Wednesday, February 01, 2006
Some basic weight shedding principles...
So you wanna know more about dropping a little more weight on your Cyclocross bike? The following are some basic principles for doing just that.
There's a phrase that goes "penny wise and pound foolish." I think it could be changed to "gram wise and kilogram foolish" for the weight "weenie" subculture. The idea that youre going to shed tons of weight off your bike by drilling holes in your derailleur isn't the most brilliant idea (btw you'll only lose like 3-7 grams, ive done it). The real truth is that yes the grams matter but not if your riding a steel bike where the frame and fork alone add up to 8 pounds. (Steel frame lovers dont attack me, there are a lot of great reasons to ride a steel frame, but lightweight isnt one of them). Youre going to have to examine how much money you have to spend on the purging project, establish a goal for the ideal weight of your bike and then start doing some research on what can be lightened and what the payoff is (in terms of grams).
First off some basics:
1. There's 453.6 grams per pound.
2. The general consensus is to not spend more than $2 per gram to lose weight.
For example, my WoundUp CX carbon fork weighs 592 grams (on the heavy end for "light" carbon cyclocross forks), whereas a stock Aluminum CX fork that came on my Trek X01 was 852 grams (cut at 8.25 inches). That's 260 grams or over a half pound shaved, that's a
lot. The fork cost me $200 used. Anytime your spending less than a dollar a gram, you're doing pretty good. In the beginning of your quest, this will be easier than it is when your bike begins to approach your "goal weight".

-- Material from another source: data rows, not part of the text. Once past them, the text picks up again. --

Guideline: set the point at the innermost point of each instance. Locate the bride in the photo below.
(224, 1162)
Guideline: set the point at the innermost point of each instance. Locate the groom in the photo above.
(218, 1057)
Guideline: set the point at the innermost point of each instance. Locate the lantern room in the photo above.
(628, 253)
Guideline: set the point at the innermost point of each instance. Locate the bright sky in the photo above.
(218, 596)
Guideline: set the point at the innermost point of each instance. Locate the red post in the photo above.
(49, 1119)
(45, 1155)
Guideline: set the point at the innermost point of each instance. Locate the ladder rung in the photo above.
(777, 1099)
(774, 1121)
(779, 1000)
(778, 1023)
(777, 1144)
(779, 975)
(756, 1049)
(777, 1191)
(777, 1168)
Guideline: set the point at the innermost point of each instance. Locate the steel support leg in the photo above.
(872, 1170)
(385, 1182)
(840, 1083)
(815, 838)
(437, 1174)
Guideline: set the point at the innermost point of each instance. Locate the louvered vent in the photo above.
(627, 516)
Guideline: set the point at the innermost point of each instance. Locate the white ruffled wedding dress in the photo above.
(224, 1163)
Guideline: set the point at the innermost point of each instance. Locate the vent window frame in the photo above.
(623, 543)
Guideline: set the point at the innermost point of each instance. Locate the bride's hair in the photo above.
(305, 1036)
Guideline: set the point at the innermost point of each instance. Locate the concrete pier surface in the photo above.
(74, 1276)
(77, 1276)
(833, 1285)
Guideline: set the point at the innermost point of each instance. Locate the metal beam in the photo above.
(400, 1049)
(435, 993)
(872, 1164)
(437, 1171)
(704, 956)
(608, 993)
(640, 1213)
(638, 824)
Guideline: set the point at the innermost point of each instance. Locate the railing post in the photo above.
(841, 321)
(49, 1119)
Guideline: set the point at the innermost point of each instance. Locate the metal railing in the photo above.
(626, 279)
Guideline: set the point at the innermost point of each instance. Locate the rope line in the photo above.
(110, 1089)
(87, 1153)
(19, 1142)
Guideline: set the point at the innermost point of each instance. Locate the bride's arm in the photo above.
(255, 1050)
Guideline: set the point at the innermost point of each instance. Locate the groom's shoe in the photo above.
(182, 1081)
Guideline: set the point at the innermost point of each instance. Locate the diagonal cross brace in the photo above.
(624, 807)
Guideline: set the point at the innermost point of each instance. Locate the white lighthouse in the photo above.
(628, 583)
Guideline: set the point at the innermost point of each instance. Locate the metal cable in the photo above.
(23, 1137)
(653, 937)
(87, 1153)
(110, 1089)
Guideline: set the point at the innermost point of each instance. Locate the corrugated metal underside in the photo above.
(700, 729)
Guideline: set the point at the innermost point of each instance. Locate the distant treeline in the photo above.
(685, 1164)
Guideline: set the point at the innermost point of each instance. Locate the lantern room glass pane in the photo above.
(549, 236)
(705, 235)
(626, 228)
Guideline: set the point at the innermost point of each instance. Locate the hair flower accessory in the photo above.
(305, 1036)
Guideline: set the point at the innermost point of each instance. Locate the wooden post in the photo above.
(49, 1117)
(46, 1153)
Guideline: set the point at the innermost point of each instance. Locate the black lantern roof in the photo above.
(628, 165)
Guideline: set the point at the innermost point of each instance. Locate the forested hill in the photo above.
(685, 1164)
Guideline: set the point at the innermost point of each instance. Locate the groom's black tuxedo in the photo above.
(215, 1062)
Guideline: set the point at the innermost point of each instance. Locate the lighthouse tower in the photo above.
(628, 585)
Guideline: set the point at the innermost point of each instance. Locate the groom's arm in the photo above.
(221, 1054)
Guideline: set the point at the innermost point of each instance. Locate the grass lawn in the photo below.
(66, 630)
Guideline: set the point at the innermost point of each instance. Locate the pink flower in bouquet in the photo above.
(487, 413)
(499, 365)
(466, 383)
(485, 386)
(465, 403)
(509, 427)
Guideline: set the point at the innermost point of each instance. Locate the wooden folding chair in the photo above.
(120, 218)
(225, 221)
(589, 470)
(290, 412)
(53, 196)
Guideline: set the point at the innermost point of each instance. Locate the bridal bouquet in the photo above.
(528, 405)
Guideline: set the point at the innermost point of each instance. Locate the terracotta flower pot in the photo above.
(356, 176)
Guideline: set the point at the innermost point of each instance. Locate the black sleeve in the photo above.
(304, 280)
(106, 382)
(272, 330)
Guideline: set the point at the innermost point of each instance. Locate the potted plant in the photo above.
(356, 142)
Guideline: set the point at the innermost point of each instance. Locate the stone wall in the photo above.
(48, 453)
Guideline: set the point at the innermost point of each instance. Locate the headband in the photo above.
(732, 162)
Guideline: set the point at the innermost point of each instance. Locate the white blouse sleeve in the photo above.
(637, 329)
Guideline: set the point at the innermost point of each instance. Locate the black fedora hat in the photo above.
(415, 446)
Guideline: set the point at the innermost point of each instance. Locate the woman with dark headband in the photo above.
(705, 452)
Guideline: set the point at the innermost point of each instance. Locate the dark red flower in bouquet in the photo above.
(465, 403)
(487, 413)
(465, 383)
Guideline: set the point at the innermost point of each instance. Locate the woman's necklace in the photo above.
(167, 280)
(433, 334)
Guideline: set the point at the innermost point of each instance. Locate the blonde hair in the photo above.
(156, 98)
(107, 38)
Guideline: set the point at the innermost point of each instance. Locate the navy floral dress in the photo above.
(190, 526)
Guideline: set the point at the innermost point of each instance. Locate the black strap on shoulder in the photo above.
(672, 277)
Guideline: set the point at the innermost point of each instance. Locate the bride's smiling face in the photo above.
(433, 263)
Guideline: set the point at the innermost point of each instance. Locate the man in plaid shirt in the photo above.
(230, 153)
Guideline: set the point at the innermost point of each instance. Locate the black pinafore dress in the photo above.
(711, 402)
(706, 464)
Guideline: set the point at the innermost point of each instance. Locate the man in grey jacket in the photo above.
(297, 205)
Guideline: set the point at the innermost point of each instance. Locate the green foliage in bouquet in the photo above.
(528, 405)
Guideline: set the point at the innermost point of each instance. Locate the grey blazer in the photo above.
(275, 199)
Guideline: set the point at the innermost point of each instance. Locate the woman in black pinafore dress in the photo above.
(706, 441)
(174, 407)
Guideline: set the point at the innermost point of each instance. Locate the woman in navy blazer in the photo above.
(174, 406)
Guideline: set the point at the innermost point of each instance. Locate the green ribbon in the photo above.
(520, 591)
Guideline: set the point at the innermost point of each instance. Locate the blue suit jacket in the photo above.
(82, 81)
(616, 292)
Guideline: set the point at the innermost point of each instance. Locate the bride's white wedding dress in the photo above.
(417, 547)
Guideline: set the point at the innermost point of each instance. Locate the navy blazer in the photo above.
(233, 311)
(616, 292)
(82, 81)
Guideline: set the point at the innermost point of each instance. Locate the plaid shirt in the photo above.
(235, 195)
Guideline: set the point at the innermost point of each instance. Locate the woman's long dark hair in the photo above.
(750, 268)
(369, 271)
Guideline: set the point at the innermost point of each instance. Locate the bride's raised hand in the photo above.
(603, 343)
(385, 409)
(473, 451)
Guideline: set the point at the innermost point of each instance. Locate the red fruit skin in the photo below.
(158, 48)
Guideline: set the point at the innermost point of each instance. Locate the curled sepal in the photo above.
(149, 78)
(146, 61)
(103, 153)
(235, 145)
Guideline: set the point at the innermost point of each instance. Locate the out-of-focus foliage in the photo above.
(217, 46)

If you're really serious about building up a light bike and already have a bike to begin with, one common method is to strip the bike down so every part is lying on the floor and weigh each part with a gram scale. You can purchase these from kitchen stores or office stores. It would be ideal to buy a gram scale with 10 pounds as the max capacity. If you don't want to strip your bike down, at least make a list of all the parts on your bike and then go to Weight Weenies to calculate what that part weighs in reality. Don't rely on manufacturers claimed weights as they are rarely accurate and often much heavier. When you have this list, you'll need to compare your items to what I'd call "dream items". "Dream items" might be way out of your budget, but they show you what an item could weigh at its minimum. You can find these "dream item" weights by looking at some of the bling light bikes on this website. You might not have the money to spend $1000-$2000 for a set of wheels, but by looking at what a pair of Reynolds Stratus DV wheels weigh you can compare your own wheelset to that number.
After you compare your items to the "dream items" it should be slightly obvious which items should be first to be replaced. For example if your wheelset weighs 2500 grams, you might want to drop some coin on a lighter set.
You can determine which components to be putting back on your bike by visiting the Roadbikereview CX forum as well as the Weight Weenies forum. There, you can do a search for the item youre thinking about purchasing and seeing what others have said about it in the past.
Issues to consider are how well it works, durability, customer service of the company selling/producing item etc. In the coming days, I will add articles on site about some specific
components that are lightweight that can be used in the cyclo-cross races. Until then, go ride.